I wasted a few decades being depressed and angry. It wasn’t until I started writing that I learned to love myself, to forgive my mistakes, and move on. The beauty of having overcome my darkness is I can still feel it, still tap into it without trauma, without pain. It’s a tool now, fodder for my fiction, where it belongs.
- Why do you think dark and edgy, fantasy-based books have become so popular amongst young adults?

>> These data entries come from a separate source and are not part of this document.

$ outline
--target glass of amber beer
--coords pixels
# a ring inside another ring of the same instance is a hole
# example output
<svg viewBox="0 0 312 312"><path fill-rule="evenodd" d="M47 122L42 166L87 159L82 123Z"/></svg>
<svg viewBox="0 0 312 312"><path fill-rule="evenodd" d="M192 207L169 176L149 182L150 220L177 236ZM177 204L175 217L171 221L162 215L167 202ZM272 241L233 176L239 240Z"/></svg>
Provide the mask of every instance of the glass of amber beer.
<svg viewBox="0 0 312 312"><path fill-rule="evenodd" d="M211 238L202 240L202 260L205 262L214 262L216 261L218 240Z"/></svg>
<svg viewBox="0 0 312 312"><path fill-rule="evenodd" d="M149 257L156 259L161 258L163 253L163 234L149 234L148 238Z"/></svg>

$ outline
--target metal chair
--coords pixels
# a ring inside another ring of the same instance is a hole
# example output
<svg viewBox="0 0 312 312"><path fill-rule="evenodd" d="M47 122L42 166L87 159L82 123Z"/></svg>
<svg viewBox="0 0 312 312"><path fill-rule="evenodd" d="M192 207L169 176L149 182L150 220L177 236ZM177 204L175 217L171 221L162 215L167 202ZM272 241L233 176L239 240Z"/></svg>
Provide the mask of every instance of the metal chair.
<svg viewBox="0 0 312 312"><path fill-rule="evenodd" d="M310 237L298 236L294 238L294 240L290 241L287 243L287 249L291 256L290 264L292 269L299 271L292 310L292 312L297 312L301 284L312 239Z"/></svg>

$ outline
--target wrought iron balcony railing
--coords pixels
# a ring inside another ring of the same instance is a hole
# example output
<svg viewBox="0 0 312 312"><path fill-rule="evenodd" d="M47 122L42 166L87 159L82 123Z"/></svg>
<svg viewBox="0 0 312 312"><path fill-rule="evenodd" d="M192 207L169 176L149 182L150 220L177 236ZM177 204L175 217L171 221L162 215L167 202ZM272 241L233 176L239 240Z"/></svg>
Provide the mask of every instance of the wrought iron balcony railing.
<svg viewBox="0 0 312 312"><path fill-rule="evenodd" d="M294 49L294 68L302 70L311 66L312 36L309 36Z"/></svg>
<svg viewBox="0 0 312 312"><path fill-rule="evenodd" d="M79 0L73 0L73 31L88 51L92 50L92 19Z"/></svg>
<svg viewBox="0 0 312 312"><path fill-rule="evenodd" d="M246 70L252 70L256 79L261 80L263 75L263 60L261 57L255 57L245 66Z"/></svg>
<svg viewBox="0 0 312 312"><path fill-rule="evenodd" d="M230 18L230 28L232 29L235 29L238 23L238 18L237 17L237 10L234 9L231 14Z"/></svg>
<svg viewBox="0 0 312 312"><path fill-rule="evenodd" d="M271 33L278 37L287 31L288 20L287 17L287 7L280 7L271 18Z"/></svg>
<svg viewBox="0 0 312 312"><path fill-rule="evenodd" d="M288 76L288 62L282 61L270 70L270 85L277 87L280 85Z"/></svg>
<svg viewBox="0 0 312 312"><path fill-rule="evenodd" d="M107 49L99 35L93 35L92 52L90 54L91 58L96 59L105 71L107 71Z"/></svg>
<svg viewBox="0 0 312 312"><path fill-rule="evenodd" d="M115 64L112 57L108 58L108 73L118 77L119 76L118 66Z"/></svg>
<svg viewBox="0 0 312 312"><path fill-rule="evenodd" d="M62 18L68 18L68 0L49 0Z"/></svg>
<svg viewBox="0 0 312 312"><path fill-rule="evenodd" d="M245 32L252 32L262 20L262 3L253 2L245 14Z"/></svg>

JDC: I think they’ve always been popular, they just haven’t been accepted into the “YA” category until the past decade or so—at least not in any numbers. Before that, you had teens reading about teens in adult books like Flowers in the Attic or The Basketball Diaries, but there was no “YA” equivalent. What finally opened the floodgates to the new tide of dark YA was the increasingly desperate, post-911 world we find ourselves in. Horror and suspense thrive in uncertain, dangerous times; consuming fantasy horror and suspense provides a safe outlet for that fear.
- Has writing horror ever affected your mood? Have you ever not been able to snap out of the emotions you engage when you write haunting scenes?
JDC: A few times, but only when I was being affected by unpleasant real life events—ones I hadn’t had time to process. But the mood doesn’t last long; I won’t let it. After all, I want to write about horrifying events, not live them. [laughs]
JDC: Sure! I’m writing Warrior, the sequel to Drone and getting ready to publish Hard Times in Dronetown, which is a short story prequel. You can check out my current and upcoming books at www.JacksonDeanChase.com. If you go now, you get my Starter Library free.
I’m an author and poet who specializes in Young Adult fiction. While much of my initial work falls within the Dystopian and Horror genres, I plan to add fantasy, science fiction, and thrillers throughout 2015 and beyond. I will also be releasing adult novels and poetry collections.
I hail from vampire country. No, not Transylvania—the other one in Washington state. I grew up wandering the rain-swept wilderness hoping to find the magic portal that would take me home. I never found the portal, but I did find another way out… through writing.
I’ve always loved science fiction, fantasy, and horror, but it wasn’t until I combined them with pulp thrillers and noir that I found my voice as an author. I want to leave my readers breathless, want them to feel the desperate longing, the hope and fear my heroes experience as they struggle not just to survive, but to become something more.